Public sector units are classified in three categories :
Departmental Industries : When government runs industrial units under its direct observation as its department and includes its income and expenditure provisions in budget is known as departmental industries. E.g., Railways, Post, etc.
Public Corporations : Industries which are owned by central or state government but administration is under independent control of corporation. And the administration process, the decision process is under strong influence of government is known as public corporations. E.g., Life Insurance Corporation, State Transport Corporation, Air India and fertilizer producing and selling units are known as public corporations.
Joint Stock Companies : Industries which are managed by government like private companies within framework of prevailing company laws, for which government raises capital by issuing and selling shares to the people or institutes are known as joint stock companies. These units are not working under direct controls of government. These types of industries are different from departmental industries and public corporations. E.g., Bharat Heavy Electricals Limited (BHEL), Oil and Natural Gas Corporation Limited (ONGC), Indian Oil Corporation (IOC), etc.

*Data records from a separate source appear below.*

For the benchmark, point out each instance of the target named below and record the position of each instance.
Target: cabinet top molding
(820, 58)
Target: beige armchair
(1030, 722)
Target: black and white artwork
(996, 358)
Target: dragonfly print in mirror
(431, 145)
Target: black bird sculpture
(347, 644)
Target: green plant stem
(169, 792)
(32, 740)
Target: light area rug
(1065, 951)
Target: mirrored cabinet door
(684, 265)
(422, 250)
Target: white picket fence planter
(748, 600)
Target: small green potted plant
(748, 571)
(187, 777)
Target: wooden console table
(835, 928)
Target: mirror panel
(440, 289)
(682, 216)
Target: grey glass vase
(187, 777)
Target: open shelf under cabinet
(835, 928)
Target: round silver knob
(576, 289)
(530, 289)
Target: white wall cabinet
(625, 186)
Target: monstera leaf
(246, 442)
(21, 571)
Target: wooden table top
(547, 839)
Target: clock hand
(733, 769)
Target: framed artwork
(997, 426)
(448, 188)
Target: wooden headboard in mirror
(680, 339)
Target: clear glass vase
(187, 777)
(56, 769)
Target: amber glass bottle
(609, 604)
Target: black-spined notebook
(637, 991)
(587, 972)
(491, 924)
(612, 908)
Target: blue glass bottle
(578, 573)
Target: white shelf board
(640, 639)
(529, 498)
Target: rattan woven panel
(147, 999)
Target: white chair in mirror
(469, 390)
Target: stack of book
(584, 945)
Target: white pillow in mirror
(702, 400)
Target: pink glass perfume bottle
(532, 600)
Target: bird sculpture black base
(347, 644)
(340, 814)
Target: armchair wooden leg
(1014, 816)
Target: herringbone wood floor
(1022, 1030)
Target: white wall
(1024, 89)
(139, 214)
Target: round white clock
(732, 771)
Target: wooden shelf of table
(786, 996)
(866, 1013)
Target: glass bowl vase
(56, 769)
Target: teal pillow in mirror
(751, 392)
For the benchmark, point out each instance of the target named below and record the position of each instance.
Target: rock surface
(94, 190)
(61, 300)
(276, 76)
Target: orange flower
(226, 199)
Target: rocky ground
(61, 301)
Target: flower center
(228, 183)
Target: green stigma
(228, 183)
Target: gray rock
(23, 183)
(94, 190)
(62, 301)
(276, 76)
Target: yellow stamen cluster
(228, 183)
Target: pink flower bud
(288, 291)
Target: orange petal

(b) Private sector industry: Private sector industry includes units of individual ownership, partnership. i.e, Industrial units which are owned and managed by private sector are known as private sector industries. E.g., Car, TV, Shoe making units.
(c) Joint sector industry: the industrial units, which are owned by the government as well as private individuals jointly, are called joint sector industries. But in this type of units, government has given up ownership rights of industry to people and institutes 51% or more. For example, Hindustan Petrol Chemicals Ltd. (HPCL) is a joint sector industrial unit also.
(d) Co-operative sector industries: Industries run on co-operative activities like to stop exploitation of small owners, to stop exploitation of laboures or to stop exploitation of consumers and to provide benefit to all are known as industries of co-operative sector. Shops of daily used commodities, dairies, several banks have administration on co-operative bases. E.g., IFFCO, KRIBHCO.
(4) Classification on the basis of laws:
Industries can be classified on the basis of industrial laws as follow:
- The industries, which are governed by industrial law. They are also called manufacturing industries. Their process of production is done in factories or industries.
- The industries, which are not governed by industrial laws. They can be called cottage industries in which production is done in residential houses or somewhere near the house.